FOCUS_KEYWORD: RBI Monetary Policy
SEO_TITLE: RBI Pauses Rates, Signals Caution on Inflation
SEO_DESCRIPTION: India’s central bank kept key rates unchanged in its latest RBI Monetary Policy review. Persistent inflation and global uncertainties drove the decision.
TAGS: business, economy, finance, markets, banking, stock markets, RBI, monetary policy, inflation, interest rates, economic growth, central bank, bond markets, financial stability, GDP, reforms, rupee, debt
CONTENT:
MUMBAI – The Reserve Bank of India (RBI) on Thursday announced its decision to keep the benchmark repo rate unchanged at 6.50% for the seventh consecutive monetary policy review. This move reflects the central bank’s cautious stance amid persistent inflation concerns and global economic uncertainties.
The six-member Monetary Policy Committee (MPC) voted unanimously to maintain the rates, prioritizing the withdrawal of accommodation to ensure inflation aligns with the 4% target.
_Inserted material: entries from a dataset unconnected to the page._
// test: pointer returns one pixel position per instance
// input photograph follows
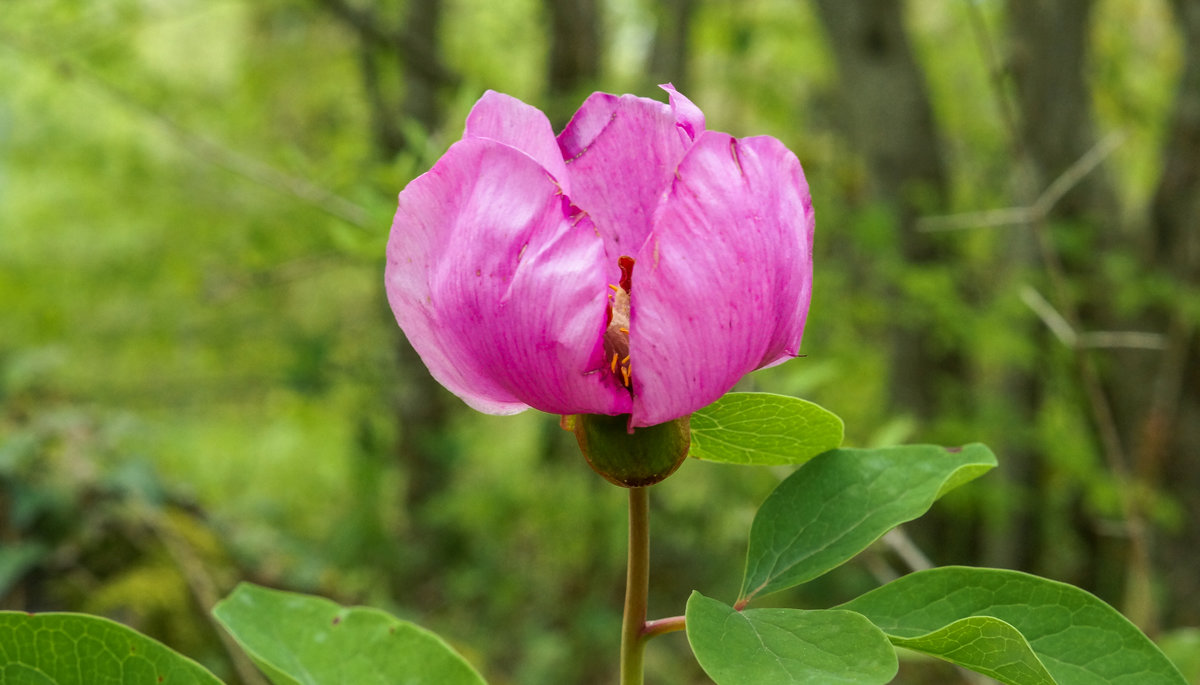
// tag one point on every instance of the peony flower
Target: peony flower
(635, 264)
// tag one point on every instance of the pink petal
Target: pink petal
(498, 282)
(621, 154)
(508, 120)
(723, 284)
(689, 118)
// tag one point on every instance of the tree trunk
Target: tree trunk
(1169, 450)
(1049, 52)
(891, 122)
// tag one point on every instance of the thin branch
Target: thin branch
(417, 50)
(1041, 208)
(1050, 317)
(213, 151)
(1072, 338)
(904, 547)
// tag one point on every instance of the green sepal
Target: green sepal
(629, 457)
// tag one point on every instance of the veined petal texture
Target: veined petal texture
(505, 119)
(499, 284)
(723, 284)
(621, 154)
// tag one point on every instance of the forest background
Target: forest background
(201, 380)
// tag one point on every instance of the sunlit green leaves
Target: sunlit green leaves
(783, 647)
(984, 644)
(76, 649)
(1078, 638)
(763, 430)
(299, 640)
(843, 500)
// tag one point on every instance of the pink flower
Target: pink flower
(637, 264)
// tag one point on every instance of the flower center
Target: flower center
(616, 335)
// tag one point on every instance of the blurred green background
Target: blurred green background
(201, 380)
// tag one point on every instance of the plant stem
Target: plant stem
(663, 626)
(637, 584)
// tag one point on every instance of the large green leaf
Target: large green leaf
(760, 428)
(299, 640)
(786, 647)
(78, 649)
(1080, 640)
(984, 644)
(839, 503)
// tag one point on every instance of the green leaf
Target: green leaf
(760, 428)
(300, 640)
(838, 504)
(769, 647)
(1080, 640)
(78, 649)
(984, 644)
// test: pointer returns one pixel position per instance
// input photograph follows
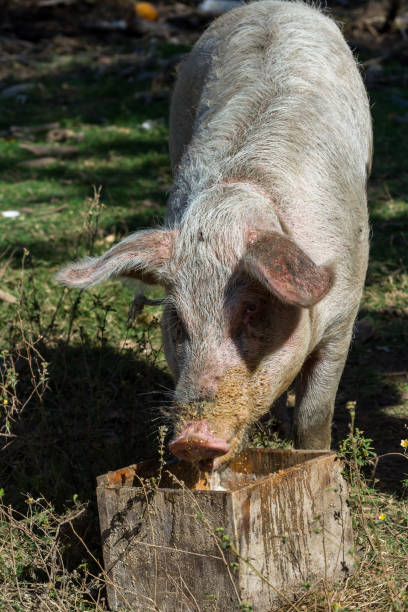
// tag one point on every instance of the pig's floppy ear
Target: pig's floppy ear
(280, 265)
(142, 255)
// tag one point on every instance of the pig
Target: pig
(264, 248)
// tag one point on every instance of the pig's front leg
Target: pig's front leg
(315, 394)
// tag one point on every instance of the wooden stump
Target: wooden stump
(274, 520)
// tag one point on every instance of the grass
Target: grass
(80, 388)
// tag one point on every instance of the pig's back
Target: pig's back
(276, 99)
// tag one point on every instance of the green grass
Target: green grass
(80, 389)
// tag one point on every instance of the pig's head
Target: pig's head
(236, 325)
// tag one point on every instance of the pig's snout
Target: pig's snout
(196, 443)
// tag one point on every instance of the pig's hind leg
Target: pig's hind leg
(316, 390)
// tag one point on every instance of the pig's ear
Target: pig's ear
(280, 265)
(142, 255)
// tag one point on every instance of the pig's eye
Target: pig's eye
(178, 329)
(250, 310)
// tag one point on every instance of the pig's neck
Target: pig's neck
(245, 197)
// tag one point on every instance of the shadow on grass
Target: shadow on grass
(101, 412)
(376, 377)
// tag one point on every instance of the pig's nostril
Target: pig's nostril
(194, 448)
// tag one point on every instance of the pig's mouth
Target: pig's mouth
(198, 444)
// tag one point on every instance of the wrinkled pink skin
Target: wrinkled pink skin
(265, 246)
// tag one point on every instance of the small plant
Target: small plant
(356, 447)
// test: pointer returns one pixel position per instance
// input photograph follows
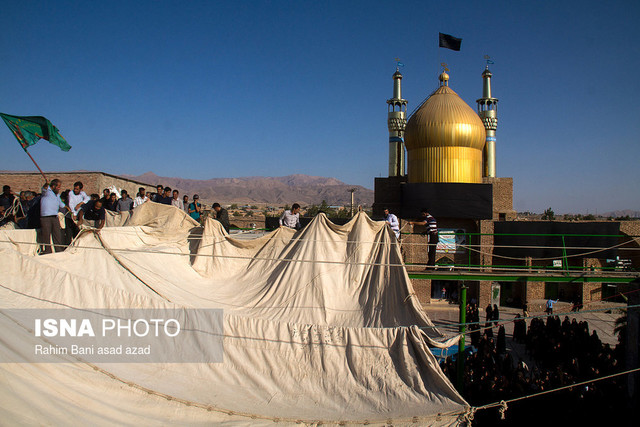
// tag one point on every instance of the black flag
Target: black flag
(449, 42)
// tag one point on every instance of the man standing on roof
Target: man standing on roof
(159, 191)
(125, 204)
(176, 201)
(432, 235)
(50, 205)
(140, 198)
(291, 218)
(77, 198)
(93, 211)
(195, 208)
(222, 215)
(393, 222)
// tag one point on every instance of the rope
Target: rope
(503, 403)
(484, 270)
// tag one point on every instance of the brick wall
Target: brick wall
(630, 231)
(422, 288)
(94, 182)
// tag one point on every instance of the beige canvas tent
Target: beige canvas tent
(320, 326)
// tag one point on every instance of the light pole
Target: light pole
(352, 190)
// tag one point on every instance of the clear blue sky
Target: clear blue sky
(227, 89)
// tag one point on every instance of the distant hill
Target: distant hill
(303, 189)
(623, 213)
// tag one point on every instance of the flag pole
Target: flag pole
(34, 162)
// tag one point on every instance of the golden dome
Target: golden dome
(444, 139)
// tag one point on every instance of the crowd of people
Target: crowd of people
(30, 209)
(557, 353)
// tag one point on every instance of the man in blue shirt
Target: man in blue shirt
(393, 222)
(195, 208)
(432, 232)
(50, 205)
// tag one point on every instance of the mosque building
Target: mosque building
(450, 168)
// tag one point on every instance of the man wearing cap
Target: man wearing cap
(222, 215)
(432, 235)
(393, 222)
(140, 198)
(50, 205)
(195, 208)
(291, 218)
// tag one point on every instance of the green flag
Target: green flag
(29, 130)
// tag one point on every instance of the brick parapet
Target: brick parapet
(93, 182)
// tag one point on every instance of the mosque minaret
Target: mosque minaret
(488, 112)
(396, 122)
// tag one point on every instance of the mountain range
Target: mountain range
(302, 189)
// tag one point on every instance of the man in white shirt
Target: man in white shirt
(393, 222)
(140, 198)
(175, 201)
(291, 218)
(50, 205)
(77, 198)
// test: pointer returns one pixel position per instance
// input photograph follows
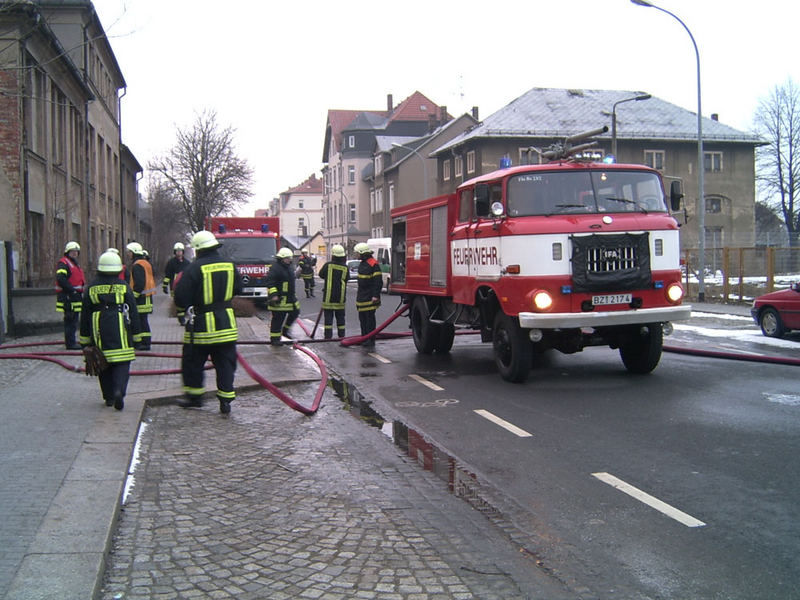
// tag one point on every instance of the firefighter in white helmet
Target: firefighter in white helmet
(334, 276)
(174, 267)
(208, 285)
(281, 297)
(69, 289)
(368, 293)
(110, 321)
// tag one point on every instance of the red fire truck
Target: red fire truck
(251, 243)
(562, 255)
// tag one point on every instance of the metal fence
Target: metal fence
(740, 274)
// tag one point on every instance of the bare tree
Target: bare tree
(777, 120)
(168, 222)
(203, 171)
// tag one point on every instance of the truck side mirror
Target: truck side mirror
(482, 200)
(675, 195)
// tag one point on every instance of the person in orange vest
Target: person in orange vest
(69, 289)
(143, 285)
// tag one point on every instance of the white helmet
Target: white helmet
(361, 248)
(203, 240)
(109, 262)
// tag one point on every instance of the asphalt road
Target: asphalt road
(678, 484)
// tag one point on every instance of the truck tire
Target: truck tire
(641, 354)
(513, 350)
(425, 334)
Consumer Price Index (CPI) inflation remained elevated at 5.09% in February, still above the medium-term target.
RBI Governor Shaktikanta Das highlighted geopolitical tensions and crude oil price volatility as significant risks to the inflation outlook. He emphasized the central bank’s commitment to anchoring inflationary expectations. The RBI maintained its FY25 GDP growth forecast at 7%.
The decision was largely anticipated by market analysts, who had factored in a pause given the current economic landscape. “The RBI’s continued vigilance against inflation signals a data-dependent approach, keeping future rate cuts off the immediate table,” noted one financial analyst.
Despite strong domestic growth indicators, the RBI emphasized the need for sustained efforts to bring inflation within the desired band. The central bank will continue to monitor evolving economic conditions closely before considering any policy shifts.